The Summit Daily’s coverage of the July 7 Wellington Fire was totally disheartening.

Once again, the paper robot-like parroted the spin strategy of the Forest Service and others who have it in for our forests, trying to credit clearcutting for “saving us” from fires, as they have been continuously with the Buffalo Mountain Fire. But, as with that fire, this one again started in the clear-cut “buffer zone.” Such a public relations campaign is a little like a Disservice employee starting a fire (one of the most destructive in Colorado history) so she could be a hero putting it out. 

Responsible reporting would need to at least take a peek at the other side of the coin, namely that while clear-cuts provide good staging areas for firefighters, they are also highly likely places for fires to start. It takes a lot to get a standing tree–dead or alive–to catch fire, but the grasses and weeds that grow in after a clear-cut, together with the clear-cut slash, probably make the most easily flammable fuel mixture imaginable. 

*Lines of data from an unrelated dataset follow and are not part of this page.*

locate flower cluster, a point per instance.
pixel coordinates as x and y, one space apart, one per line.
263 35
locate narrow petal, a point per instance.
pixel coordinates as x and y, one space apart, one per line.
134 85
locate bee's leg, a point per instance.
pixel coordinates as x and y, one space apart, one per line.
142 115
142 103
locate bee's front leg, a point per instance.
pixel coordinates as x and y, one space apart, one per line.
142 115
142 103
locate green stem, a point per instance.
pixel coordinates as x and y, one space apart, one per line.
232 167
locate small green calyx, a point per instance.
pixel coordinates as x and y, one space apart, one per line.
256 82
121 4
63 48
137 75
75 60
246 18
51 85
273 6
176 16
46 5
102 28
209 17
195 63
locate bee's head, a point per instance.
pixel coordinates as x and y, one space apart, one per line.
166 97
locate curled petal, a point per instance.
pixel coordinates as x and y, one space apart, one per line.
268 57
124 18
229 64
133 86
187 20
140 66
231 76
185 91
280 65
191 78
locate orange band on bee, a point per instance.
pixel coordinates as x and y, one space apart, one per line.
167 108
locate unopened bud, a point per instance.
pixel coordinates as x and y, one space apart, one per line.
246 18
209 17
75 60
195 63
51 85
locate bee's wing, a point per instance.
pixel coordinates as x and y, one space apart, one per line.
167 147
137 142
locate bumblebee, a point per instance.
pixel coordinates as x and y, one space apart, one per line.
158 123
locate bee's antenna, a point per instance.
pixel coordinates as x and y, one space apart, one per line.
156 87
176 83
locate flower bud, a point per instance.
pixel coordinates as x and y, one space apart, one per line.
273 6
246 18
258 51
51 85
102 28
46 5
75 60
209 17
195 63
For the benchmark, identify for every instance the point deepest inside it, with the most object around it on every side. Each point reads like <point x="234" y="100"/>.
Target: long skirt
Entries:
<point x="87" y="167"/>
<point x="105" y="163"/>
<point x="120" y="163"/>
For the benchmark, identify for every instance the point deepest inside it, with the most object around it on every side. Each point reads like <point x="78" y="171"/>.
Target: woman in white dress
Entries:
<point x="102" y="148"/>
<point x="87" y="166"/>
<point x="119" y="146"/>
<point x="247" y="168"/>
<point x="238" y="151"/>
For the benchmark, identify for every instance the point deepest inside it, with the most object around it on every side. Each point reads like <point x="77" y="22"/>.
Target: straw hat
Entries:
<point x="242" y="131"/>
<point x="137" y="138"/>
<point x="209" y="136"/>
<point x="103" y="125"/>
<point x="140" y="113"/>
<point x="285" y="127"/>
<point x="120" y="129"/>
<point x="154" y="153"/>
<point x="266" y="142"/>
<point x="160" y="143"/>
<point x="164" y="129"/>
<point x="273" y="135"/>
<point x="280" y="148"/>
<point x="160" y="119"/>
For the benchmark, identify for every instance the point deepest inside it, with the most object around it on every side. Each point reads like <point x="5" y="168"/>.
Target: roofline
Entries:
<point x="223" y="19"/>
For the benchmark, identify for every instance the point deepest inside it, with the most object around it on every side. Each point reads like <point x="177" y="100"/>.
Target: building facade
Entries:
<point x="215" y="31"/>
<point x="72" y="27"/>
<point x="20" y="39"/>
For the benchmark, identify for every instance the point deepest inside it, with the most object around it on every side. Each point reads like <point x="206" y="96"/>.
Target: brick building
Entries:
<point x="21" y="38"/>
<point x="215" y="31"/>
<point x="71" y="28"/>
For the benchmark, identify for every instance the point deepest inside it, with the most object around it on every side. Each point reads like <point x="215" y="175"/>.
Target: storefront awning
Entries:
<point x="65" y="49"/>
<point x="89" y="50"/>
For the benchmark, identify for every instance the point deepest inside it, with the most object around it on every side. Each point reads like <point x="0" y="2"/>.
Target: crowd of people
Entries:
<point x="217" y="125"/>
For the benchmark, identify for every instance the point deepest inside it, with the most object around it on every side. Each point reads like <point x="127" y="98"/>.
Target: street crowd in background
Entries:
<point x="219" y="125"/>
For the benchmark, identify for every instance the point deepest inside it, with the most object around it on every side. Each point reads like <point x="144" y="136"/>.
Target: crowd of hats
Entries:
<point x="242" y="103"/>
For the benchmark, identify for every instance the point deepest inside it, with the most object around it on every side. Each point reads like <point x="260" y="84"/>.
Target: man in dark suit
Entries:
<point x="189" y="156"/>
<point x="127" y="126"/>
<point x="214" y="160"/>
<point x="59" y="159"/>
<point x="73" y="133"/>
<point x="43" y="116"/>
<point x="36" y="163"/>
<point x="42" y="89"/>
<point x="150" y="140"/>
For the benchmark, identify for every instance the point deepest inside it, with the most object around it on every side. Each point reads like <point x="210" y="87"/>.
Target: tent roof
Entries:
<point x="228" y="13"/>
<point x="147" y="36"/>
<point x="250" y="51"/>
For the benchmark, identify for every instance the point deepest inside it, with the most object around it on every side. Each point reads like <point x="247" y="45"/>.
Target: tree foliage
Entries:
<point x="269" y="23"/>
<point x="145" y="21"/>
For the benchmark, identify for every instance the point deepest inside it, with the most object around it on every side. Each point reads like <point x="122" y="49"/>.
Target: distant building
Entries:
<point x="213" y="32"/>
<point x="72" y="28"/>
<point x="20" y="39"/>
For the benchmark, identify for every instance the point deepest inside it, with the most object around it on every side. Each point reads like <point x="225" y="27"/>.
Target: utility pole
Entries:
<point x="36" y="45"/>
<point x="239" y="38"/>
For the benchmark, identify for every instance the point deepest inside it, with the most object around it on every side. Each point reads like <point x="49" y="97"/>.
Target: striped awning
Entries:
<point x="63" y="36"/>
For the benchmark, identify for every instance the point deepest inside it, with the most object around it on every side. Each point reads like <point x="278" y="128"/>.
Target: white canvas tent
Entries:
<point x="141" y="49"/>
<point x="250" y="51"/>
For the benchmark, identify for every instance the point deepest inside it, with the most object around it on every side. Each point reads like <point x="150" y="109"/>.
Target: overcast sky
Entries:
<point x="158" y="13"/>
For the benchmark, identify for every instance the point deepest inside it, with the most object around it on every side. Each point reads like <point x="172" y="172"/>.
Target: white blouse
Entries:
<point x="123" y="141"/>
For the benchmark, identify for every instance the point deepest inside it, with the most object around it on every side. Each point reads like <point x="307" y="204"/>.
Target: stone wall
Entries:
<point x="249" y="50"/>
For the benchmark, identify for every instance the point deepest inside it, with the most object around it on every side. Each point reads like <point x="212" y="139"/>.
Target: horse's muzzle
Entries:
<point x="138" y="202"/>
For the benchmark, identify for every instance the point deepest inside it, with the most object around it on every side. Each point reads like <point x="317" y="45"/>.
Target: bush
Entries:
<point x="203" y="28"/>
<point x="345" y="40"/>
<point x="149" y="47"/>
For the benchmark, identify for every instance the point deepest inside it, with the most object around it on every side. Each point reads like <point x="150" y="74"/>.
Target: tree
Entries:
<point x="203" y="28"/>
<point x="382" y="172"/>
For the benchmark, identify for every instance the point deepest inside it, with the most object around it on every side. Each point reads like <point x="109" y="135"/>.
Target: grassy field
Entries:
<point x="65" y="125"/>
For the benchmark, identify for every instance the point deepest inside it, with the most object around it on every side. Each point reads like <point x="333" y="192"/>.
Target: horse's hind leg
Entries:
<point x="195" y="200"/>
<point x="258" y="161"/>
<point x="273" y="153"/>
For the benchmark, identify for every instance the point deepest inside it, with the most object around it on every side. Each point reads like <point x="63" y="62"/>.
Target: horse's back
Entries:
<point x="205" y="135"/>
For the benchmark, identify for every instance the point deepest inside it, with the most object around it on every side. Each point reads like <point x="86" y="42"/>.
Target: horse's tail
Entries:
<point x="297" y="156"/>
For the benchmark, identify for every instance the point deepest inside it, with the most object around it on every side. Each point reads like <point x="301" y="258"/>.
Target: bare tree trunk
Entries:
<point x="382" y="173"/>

Think a little about the commonality of all the most destructive recent fires: the Marshall Fire here in Colorado, the Maui fire, the Texas Panhandle fires. All were extremely fast-moving grass fires fanned by extreme winds, something we can expect a lot more of with climate change. Scientific literature on the dangers of grass fires is growing rapidly, though perhaps not as fast as doubly flammable invasive grasses such as cheatgrass are invading clear-cuts. Every Summit public official, indeed every Summit resident, should read a recent letter from 21 Colorado conservation groups urging public officials to work with scientists regarding the wisdom of “wildfire fuel reduction,” logging: Eco-IntegrityAlliance.org/2024/02/09/colorado-letter/.